WARWICK.--Tenez, voilà George de Clarence, qui fait voler la poussière sous ses pas; assez fort à lui seul pour livrer bataille à son frère. Un juste zèle pour le bon droit l'emporte, dans son coeur, sur la nature et l'amour fraternel.--Viens, Clarence, viens: tu seras docile à la voix de Warwick.

CLARENCE.--Beau-père Warwick, comprenez-vous ce que cela veut dire? (Il arrache la rose rouge de son casque.) Vois, je rejette à ta face mon infamie. Je n'aiderai pas à la ruine de la maison de mon père, qui en a cimenté les pierres de son sang, pour élever celle de Lancastre.--Comment as-tu pu croire, Warwick, que Clarence fût assez sauvage, assez stupide, assez dénaturé, pour tourner les funestes instruments de la guerre contre son roi légitime? Peut-être m'objecteras-tu mon serment religieux: mais le tenir, ce serment, serait un acte plus impie que ne fut celui de Jephté sacrifiant sa fille. J'ai tant de douleur de ma faute, que, pour bien mériter de mon frère, je me déclare ici solennellement ton ennemi mortel; déterminé, quelque part que je te joigne, comme j'espère bien te joindre si tu sors de tes murs, à te punir de m'avoir si odieusement égaré.--Ainsi, présomptueux Warwick, je te défie, et je tourne vers mon frère mes joues rougissantes.--Pardonne-moi, Édouard; j'expierai mes torts: et toi, Richard, ne jette plus sur mes fautes un regard sévère; désormais, je ne serai plus inconstant.

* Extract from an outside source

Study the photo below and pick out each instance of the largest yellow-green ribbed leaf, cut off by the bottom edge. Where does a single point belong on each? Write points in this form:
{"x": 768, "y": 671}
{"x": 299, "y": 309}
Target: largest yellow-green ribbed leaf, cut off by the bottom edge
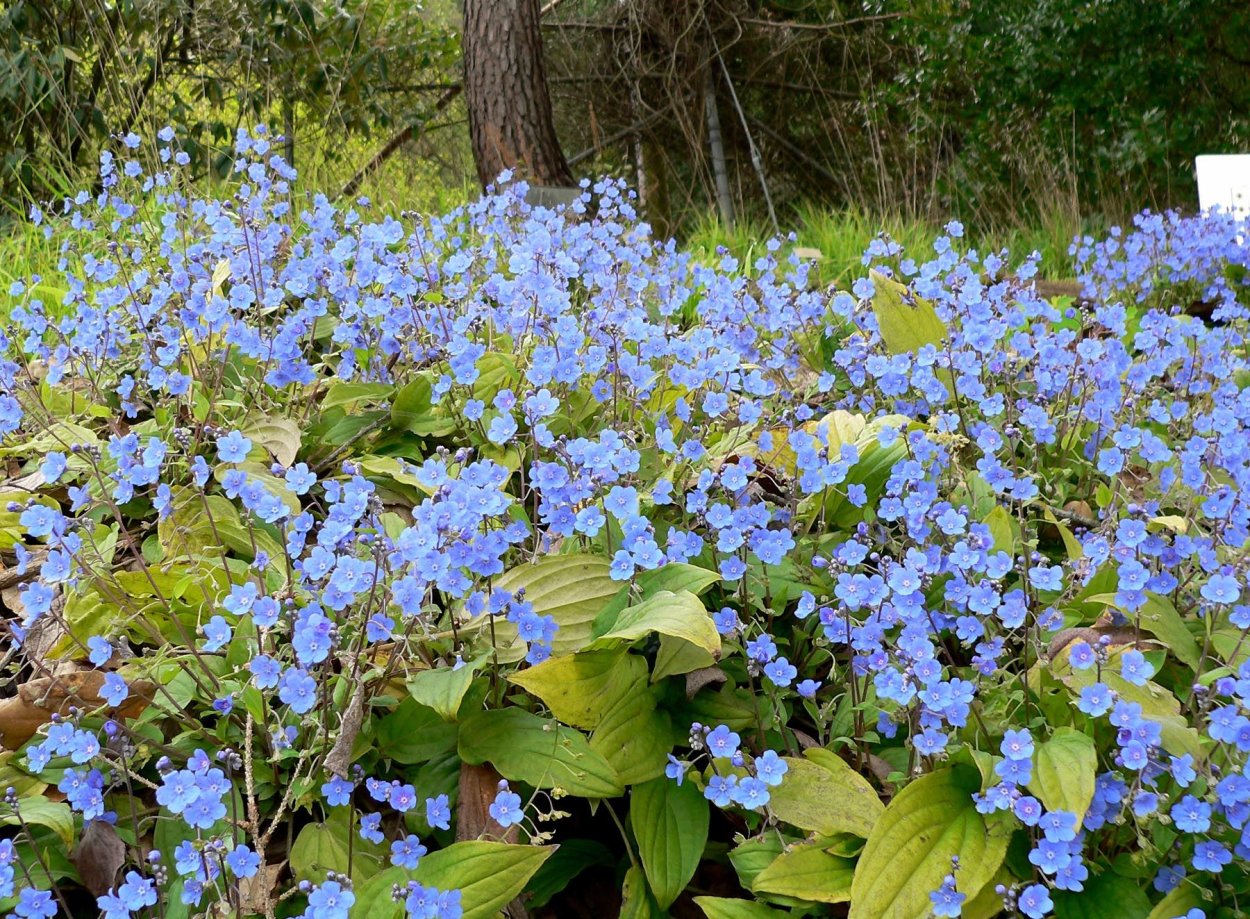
{"x": 911, "y": 848}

LE ROI ÉDOUARD.--Sois donc encore mieux le bienvenu, et dix fois plus cher que si tu n'avais jamais mérité notre haine.

GLOCESTER.--Sois le bienvenu, bon Clarence: c'est là se conduire en frère.

WARWICK.--O insigne traître! parjure et rebelle!

LE ROI ÉDOUARD.--Eh bien, Warwick, veux-tu quitter tes murs et combattre? ou nous allons en faire tomber les pierres sur ta tête.

WARWICK.--Hélas! je ne suis pas ici en état de me défendre. Je marche à l'instant vers Barnet, pour te livrer bataille, Édouard, si tu oses l'accepter.

LE ROI ÉDOUARD.--Oui, Warwick: Édouard l'ose, et il te montre le chemin.--Lords, en plaine. Saint George et victoire!